Bypassing ORM for performance, is it worth it?

dubstep · February 15, 2011, 9:28pm

The following method in my rails app is called very, very frequently on
incoming requests and results in model objects being rendered as JSON.
All is working fine, but this thing has to be as efficient and fast as
possible. So far I’ve added an index to updated_at and I’ve enabled
mod_deflate on the server so the JSON responses are compressed.

I’ve heard that it’s possible to optimise rails queries as raw SQL so to
eek extra performance out of the app. Is this true and a good idea (if
it’s marginal I’d stay as I am) and given the code in my method; is it
worth doing, I’m not so familiar with SQL syntax so if it is something
that I should do I’d appreciate any tips as to the syntax.

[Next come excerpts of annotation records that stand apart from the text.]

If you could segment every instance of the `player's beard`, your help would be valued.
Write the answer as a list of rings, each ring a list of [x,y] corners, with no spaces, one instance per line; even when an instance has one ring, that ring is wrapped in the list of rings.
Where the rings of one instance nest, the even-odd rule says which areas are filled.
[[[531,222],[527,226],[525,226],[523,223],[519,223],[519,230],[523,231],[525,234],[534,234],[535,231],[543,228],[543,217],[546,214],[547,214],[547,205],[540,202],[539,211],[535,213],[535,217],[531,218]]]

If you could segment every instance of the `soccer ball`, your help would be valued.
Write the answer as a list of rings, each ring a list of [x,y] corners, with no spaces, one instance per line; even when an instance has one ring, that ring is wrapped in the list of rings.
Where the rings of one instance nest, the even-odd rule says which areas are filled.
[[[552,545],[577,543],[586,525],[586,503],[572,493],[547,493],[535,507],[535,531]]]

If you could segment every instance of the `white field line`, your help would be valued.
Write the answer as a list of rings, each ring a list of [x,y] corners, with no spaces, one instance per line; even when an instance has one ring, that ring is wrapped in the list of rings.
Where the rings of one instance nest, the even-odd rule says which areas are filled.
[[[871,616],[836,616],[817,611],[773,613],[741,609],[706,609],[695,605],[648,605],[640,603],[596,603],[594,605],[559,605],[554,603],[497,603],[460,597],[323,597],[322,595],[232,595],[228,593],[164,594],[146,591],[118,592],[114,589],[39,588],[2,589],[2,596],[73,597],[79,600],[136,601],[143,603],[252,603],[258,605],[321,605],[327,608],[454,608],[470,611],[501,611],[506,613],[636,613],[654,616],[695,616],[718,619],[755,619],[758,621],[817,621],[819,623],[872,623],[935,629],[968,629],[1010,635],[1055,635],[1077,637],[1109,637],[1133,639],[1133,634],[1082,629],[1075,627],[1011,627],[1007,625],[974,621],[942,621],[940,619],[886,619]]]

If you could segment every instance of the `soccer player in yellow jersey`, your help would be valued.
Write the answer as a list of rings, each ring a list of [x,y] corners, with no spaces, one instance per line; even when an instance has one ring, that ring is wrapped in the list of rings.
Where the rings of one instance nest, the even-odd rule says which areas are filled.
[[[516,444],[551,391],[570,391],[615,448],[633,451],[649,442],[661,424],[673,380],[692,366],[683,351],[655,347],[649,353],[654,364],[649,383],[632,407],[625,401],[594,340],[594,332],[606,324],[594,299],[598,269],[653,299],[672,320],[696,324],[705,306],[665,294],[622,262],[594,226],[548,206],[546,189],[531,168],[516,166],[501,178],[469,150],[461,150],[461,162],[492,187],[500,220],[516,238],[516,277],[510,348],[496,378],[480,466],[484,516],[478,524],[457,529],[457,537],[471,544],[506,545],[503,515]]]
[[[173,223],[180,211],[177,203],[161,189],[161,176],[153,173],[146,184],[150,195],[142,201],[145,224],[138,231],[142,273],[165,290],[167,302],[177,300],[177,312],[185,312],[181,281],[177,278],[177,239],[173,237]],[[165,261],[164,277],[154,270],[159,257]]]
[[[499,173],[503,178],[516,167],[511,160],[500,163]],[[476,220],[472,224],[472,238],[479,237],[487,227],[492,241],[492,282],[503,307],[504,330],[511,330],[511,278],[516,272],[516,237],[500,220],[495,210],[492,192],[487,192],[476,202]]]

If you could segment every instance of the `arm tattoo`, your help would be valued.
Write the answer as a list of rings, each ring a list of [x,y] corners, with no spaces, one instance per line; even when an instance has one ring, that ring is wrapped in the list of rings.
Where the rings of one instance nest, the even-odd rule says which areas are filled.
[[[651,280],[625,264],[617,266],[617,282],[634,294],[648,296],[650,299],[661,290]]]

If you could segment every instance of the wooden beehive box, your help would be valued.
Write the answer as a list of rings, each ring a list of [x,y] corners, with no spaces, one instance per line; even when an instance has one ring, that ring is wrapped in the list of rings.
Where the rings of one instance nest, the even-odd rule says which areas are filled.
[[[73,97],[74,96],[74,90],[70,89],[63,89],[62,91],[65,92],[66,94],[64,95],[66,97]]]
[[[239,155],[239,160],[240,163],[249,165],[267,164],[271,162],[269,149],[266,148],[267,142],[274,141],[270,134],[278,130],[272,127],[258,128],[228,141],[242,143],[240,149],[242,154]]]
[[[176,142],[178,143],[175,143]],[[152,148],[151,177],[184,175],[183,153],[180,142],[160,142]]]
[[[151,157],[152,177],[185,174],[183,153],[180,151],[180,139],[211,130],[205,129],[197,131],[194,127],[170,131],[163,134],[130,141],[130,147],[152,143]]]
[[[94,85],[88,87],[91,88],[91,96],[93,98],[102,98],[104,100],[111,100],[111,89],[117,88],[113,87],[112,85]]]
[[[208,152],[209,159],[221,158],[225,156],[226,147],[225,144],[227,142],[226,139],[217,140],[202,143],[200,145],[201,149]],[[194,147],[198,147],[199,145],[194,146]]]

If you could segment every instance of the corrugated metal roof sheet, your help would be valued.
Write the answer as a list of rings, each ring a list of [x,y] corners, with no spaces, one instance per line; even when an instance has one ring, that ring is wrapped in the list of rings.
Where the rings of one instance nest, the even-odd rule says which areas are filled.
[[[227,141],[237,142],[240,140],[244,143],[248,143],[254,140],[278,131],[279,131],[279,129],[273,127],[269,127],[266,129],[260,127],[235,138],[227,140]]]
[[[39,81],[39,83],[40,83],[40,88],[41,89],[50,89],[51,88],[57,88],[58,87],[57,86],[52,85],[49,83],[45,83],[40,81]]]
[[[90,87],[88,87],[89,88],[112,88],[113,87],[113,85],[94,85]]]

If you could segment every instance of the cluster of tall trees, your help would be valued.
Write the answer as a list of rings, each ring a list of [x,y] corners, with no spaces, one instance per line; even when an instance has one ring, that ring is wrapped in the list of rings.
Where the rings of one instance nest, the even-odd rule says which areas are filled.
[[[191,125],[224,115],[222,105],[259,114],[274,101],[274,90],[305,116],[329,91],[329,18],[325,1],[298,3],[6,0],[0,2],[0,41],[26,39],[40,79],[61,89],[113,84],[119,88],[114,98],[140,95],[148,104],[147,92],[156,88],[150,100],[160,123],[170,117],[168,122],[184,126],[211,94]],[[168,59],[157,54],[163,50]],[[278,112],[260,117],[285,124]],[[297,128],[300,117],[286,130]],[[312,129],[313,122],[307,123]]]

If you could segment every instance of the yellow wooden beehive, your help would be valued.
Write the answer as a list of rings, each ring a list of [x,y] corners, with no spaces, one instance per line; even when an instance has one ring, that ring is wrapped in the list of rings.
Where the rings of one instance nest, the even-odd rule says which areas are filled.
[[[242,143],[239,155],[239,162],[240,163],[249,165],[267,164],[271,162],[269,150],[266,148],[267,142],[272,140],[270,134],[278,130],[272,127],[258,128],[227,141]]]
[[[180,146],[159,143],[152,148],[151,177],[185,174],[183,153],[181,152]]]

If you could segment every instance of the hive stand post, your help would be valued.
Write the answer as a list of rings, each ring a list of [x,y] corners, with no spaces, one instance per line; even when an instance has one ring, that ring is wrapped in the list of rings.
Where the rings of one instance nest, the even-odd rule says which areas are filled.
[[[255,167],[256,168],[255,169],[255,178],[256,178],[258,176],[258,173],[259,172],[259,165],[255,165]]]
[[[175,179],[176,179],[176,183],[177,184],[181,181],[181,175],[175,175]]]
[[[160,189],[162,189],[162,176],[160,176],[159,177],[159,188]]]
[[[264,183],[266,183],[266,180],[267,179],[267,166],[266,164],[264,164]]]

Here’s the method as it stands, working fine - circa 5,000 records,
growing I hope to 50,000 in a few weeks, maybe 100,000 records
ultimately.

def self.time_query(date_from,date_to,limit = 40)
self.all(:conditions => { :updated_at => date_from…date_to }, :order
=> “updated_at DESC”, :limit => limit)
end

Here’s some output from the logs, I guess the SQL I could use directly
is based on the
“SELECT * FROM apps WHERE (apps.updated_at BETWEEN
‘2011-02-15T18:25:53Z’ AND ‘2011-02-15T18:35:53Z’) ORDER BY updated_at
DESC, updated_at ASC LIMIT 40”

Is this worth doing, are there significant performance gains to be had
bypassing the AR layer.
If it matters this is a rails 2.3.8 app.

Processing AppsController#index to json (for 127.0.0.1 at 2011-02-15
18:35:53) [GET]
Parameters: {“date_to”=>“2011-02-15T18:35:53Z”,
“date_from”=>“2011-02-15T18:25:53Z”}
App Load (27.5ms) SELECT * FROM apps WHERE (apps.updated_at
BETWEEN ‘2011-02-15T18:25:53Z’ AND ‘2011-02-15T18:35:53Z’) ORDER BY
updated_at DESC, updated_at ASC LIMIT 40
Completed in 34ms (View: 1, DB: 28) | 200 OK
SQL (0.2ms) SET NAMES ‘utf8’
SQL (0.1ms) SET SQL_AUTO_IS_NULL=0

bingobob · February 15, 2011, 10:52pm

On Feb 15, 8:28pm, bingo bob [email protected] wrote:

that I should do I’d appreciate any tips as to the syntax.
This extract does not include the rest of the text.